A new poll showing former Republican governor Charlie Crist utterly destroying former state CFO Alex Sink, a Democrat, in the 2014 Democratic primary is at best an outlier.
That's according to a cursory glance of the results from a nearly unknown polling outfit that hails from Crist's hometown, St. Petersburg, and other surveys concerning Crist that have far different results.
Bottom line, the basic methodology of the survey released yesterday from St. Pete Polls has a major oddity: It has no undecided voters in a theoretical race two years away while everyone's focused on the current presidential and (to a lesser degree) Senate races. With zero undecided votes, the poll showed Crist earning a whopping 61 percent of the vote in a Democratic primary with Sink earning just 25 percent. A handful of lesser-known candidates, including only-announced candidate Nan Rich, were in the single digits.
Undecideds: 0
"There's no one undecided? Well, we've now made history: two years before an election before nearly all the candidates have really declared, everyone knows who they'll vote for," said Tom Eldon, pollster SEA Polling & Strategic Design, who has surveyed for Democrats and trial lawyers since 1996 in Florida. Along with a Republican-leaning pollster, Eldon used to conduct surveys for The Miami Herald.

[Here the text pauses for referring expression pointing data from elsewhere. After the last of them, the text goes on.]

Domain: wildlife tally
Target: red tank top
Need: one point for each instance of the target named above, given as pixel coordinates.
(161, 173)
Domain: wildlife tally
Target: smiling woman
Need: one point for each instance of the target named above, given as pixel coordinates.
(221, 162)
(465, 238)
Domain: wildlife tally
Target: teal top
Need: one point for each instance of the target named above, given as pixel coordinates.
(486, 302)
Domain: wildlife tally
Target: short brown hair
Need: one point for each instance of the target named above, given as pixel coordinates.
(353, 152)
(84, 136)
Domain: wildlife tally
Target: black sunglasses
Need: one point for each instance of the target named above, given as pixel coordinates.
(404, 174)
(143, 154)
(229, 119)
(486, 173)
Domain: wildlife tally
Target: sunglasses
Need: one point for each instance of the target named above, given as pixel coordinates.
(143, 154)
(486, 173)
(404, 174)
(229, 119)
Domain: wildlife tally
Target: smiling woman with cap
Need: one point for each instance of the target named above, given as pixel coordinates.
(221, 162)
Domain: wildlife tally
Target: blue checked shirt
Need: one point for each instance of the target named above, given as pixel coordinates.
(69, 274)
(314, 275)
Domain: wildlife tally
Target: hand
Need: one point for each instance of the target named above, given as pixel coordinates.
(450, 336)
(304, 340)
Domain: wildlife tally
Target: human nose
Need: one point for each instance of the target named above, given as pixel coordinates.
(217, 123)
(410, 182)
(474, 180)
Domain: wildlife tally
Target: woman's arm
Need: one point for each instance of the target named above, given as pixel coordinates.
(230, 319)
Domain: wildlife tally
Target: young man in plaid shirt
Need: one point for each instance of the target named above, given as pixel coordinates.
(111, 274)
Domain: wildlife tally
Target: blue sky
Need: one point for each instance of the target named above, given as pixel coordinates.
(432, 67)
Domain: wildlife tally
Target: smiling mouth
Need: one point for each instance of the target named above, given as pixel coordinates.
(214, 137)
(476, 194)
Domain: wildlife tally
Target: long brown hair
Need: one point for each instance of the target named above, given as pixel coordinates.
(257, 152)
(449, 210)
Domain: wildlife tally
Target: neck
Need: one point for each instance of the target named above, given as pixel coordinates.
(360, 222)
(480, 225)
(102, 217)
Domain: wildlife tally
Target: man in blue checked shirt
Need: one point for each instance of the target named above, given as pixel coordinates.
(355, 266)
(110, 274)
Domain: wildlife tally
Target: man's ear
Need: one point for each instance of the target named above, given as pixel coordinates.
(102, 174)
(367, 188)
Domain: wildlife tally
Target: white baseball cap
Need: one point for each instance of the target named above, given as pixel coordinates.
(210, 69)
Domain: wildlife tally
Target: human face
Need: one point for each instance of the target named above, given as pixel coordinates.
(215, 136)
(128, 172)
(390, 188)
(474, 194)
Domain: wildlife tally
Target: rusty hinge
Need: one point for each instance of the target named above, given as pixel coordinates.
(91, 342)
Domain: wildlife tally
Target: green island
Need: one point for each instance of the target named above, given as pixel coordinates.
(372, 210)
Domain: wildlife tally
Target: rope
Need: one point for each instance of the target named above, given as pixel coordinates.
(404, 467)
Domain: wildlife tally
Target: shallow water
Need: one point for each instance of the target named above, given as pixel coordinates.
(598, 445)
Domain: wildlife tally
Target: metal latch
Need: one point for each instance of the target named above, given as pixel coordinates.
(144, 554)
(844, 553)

Eldon was hired last month by the Democratic firm EDGE Communications to survey 600 registered Democrats to gauge their interest in the race. It found Crist and Sink basically tied, with Sink earning 31 percent and Crist 29 percent of the vote. A handful of other candidates were in the double digits. Undecided: 26 percent.
That's still great news for Crist (who's still an independent after leaving the GOP) and not-so-good news for longtime-Democrat Sink, whose 2010 loss to GOP Gov. Rick Scott rankles some Democrats to the core so much that the party is willing to seriously consider a former Republican as their nominee.